Матушка Олимпиада истово читала басом. Зеркала были завешаны. Вокруг Нинон были расставлены притащенные из ее комнаты растения: мирт, лавр, эвкалипт, кипарис… Вчера она была нехороша, а сегодня распухла, морщины растянулись, и все находили, что она стала очень интересной.
Мари сидела неподвижно в уголке дивана, маленькая, седенькая, с трясущимися розовыми щечками, держа у носика надушенный платок.
Стуча палкой, вошла Барб Собакина, костлявая, с седыми усами и бородой, и перекрестилась на иконы.
– Здравствуйте, матушка Марья Петровна, – сказала она неестественным, ханжеским голосом: – Какое горе!.. Узнаёте меня?
Мари сконфузилась, заморгала и пролепетала: – Как же, как же…
– Хорошие люди, видно, и там нужны, – пропела Барб, покрестилась около Нинон, прошептала на всю комнату: – Какая интересная! – и притворным голосом затараторила, идя к дивану:
– Кружевцо у ней на чепчике!.. Научите, матушка.
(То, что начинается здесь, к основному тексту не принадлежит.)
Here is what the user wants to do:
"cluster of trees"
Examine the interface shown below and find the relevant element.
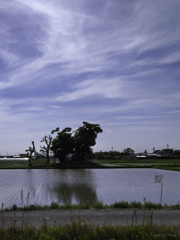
[26,122,103,165]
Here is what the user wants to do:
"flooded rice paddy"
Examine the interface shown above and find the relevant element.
[0,168,180,208]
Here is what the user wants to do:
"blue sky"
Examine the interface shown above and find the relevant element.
[0,0,180,155]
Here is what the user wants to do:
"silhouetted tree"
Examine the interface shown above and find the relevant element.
[26,141,35,166]
[73,122,103,161]
[40,134,52,163]
[51,128,74,162]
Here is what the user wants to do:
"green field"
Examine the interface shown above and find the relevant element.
[0,159,180,171]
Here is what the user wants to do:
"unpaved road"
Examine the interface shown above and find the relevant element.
[0,209,180,228]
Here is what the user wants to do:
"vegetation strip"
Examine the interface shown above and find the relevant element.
[0,218,180,240]
[1,201,180,211]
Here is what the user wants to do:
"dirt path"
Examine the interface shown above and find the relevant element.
[0,209,180,228]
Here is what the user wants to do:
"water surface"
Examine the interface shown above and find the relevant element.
[0,168,180,207]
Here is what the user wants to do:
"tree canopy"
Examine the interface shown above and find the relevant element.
[51,122,103,162]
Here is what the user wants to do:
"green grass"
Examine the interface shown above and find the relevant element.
[0,218,180,240]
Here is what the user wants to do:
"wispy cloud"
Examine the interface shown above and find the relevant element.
[0,0,180,154]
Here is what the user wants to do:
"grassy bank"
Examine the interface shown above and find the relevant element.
[1,201,180,212]
[0,218,180,240]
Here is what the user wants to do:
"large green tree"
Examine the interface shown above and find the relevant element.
[51,128,74,162]
[40,134,52,163]
[51,122,103,162]
[73,122,103,161]
[26,141,36,166]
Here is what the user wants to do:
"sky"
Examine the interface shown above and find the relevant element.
[0,0,180,155]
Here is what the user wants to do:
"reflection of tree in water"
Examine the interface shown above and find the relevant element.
[51,170,99,205]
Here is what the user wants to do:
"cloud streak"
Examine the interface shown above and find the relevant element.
[0,0,180,153]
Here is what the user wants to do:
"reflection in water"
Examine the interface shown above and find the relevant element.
[0,169,180,207]
[51,169,98,206]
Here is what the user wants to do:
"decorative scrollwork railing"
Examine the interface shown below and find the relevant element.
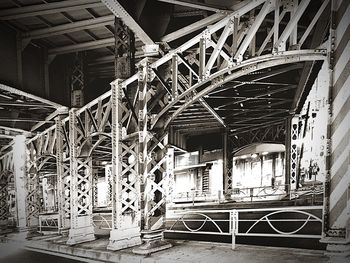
[166,206,323,249]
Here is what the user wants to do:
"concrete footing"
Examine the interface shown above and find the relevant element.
[132,230,172,255]
[67,226,96,245]
[107,227,142,251]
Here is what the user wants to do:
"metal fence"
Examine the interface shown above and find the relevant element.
[166,206,323,249]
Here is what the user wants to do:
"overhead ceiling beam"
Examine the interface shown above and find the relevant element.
[22,15,114,40]
[101,0,155,45]
[290,1,330,114]
[161,14,225,42]
[0,126,29,134]
[0,84,65,109]
[158,0,232,14]
[48,37,115,55]
[0,0,103,20]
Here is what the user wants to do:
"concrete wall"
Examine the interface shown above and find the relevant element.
[329,0,350,235]
[0,25,17,87]
[0,24,72,105]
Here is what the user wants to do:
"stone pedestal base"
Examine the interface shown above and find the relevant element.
[67,226,96,245]
[107,227,142,250]
[132,230,172,255]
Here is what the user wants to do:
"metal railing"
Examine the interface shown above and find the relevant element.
[166,206,323,249]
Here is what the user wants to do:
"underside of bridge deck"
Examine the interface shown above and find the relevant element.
[0,0,350,262]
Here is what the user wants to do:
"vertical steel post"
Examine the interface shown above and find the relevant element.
[107,79,141,250]
[67,108,95,245]
[13,135,27,231]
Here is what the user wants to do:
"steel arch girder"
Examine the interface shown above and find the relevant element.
[151,50,327,128]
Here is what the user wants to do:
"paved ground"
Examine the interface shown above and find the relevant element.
[0,237,328,263]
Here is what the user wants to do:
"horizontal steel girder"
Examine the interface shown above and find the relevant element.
[0,0,103,20]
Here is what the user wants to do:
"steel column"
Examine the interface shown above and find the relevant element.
[67,108,95,245]
[107,80,141,250]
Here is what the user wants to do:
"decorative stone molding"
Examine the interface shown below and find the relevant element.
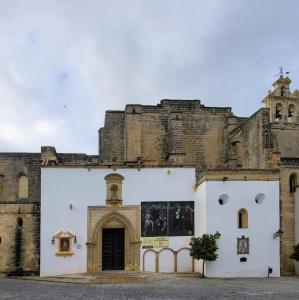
[87,205,141,272]
[53,230,76,256]
[105,173,124,206]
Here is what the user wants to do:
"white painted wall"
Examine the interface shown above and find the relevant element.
[196,181,280,277]
[40,168,195,276]
[295,188,299,275]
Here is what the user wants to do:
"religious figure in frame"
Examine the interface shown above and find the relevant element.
[237,235,249,254]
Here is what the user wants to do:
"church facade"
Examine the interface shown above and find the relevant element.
[0,76,299,277]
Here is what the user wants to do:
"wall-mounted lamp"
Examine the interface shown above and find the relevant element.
[273,228,283,239]
[214,230,221,240]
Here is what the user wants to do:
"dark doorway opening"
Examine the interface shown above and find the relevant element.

Простите, понимаю, что теперь не время, но мы так… – Она нагнулась и заглянула Мари в глаза: – не часто видимся… Как это вяжут?
Мари, смущенная, смотрела. Барб стояла перед ней, навалившись на палку, и выжидательно глядела.
– Тогда не здесь, – пробормотала Мари. – Может быть, пройдете в мою комнату?
– Семь петель делается на воздух, – суетливо объясняла она на ходу, отодвигая драпировки и толкая двери. – На воздух… Столбиком… да, вот, здесь, в сундуке, образчик…
Синяя лампадка горела у икон. На столике под ними две маленькие розы без ножек плавали в блюдечке. Почти не слышно было через несколько стен, как матушка Олимпиада бубнит по-славянски над ухом Нинон. Старухи сидели на скамеечках перед раскрытыми сундуками, перебирали куски кружев, вышивки, рассматривали их на свет, прикидывали их на черное, на красное и бормотали: – С накидкой… шашечкой… французский шов… – Мари взглянула на гостью, порылась, достала темную полированную шкатулочку, сняла через голову маленький ключик на черном шнурке и открыла.
– Барб, – сказала она и подала ей маленькую коричневую фотографию.
– Мари…
– Барб… сорок лет…
– Мари, вы знаете…
– Барб, это она… Утром, не успеешь причесаться, уже шипит: – Берегись ее, Мари! У нее на уме какие-то пакости. Она тебе натянет нос… – Трубила, трубила… а я…
– Я так и знала, – сказала Барб и засмеялась. – Как услышала сегодня, сейчас же взяла палку и явилась.
Мари захихикала. – Лежит кверху носом! Раздулась, как утопленник, а все – такая интересная, такая интересная!.. – И ты, Барб, тоже.
– Мари… глупенькая…
Они тихонько смеялись беззубыми ртами, и своими страшными коричнево-лиловыми руками Барб нежно гладила страшные ручки Мари и мутными белесыми глазами глядела в ее мутные белесые глаза.
– Ты все такая же хорошенькая, Барб…
– И ты, Мари…
– У тебя и тогда были маленькие усики и на щеках – пушочек… А помнишь, нас вели прикладываться, ты поправляла сзади пуговку, и я взяла тебя за пальцы…
– Да… Ах, Мари…
– Барб, помнишь…
Темнело. Горела лампадка. Розы в блюдечке пахли сильнее. Перед раскрытым сундуком валялось на полу белье. Старухи, улыбающиеся, умиленные, сидели на кровати. Матушка Олимпиада отворила дверь и позвала на панихиду.
– Сейчас, – сказала ей Мари. – Идите… Варенька, пойдем, бог с ними…
– Да, пойдем, бог с ними, – ответила Барб с счастливой улыбкой и подняла свою палку.
Они, обнявшись, медленно пошли по коридору. – Варенька, – мечтательно произнесла Мари, – а сколько счастья было бы у нас с тобой за сорок лет… Зажми нос, Варенька, – прибавила она злорадно, открывая дверь в гостиную.
Нинон лежала между тремя церковными подсвечниками, окруженная собственноручно взращенными в кадках эвкалиптами и лаврами и еще больше распухшая.
Гости, делая постные лица, говорили о ее твердом характере и о том, что она стала еще интересней: еще пополнела, помолодела и стала еще интересней. Мари с достоинством кивала головой, и ей хотелось подмигнуть, хихикнуть, высунуть язык. Она тихонько тронула Барб за руку, и Барб, счастливая, удерживая смех, пожала ее пальцы.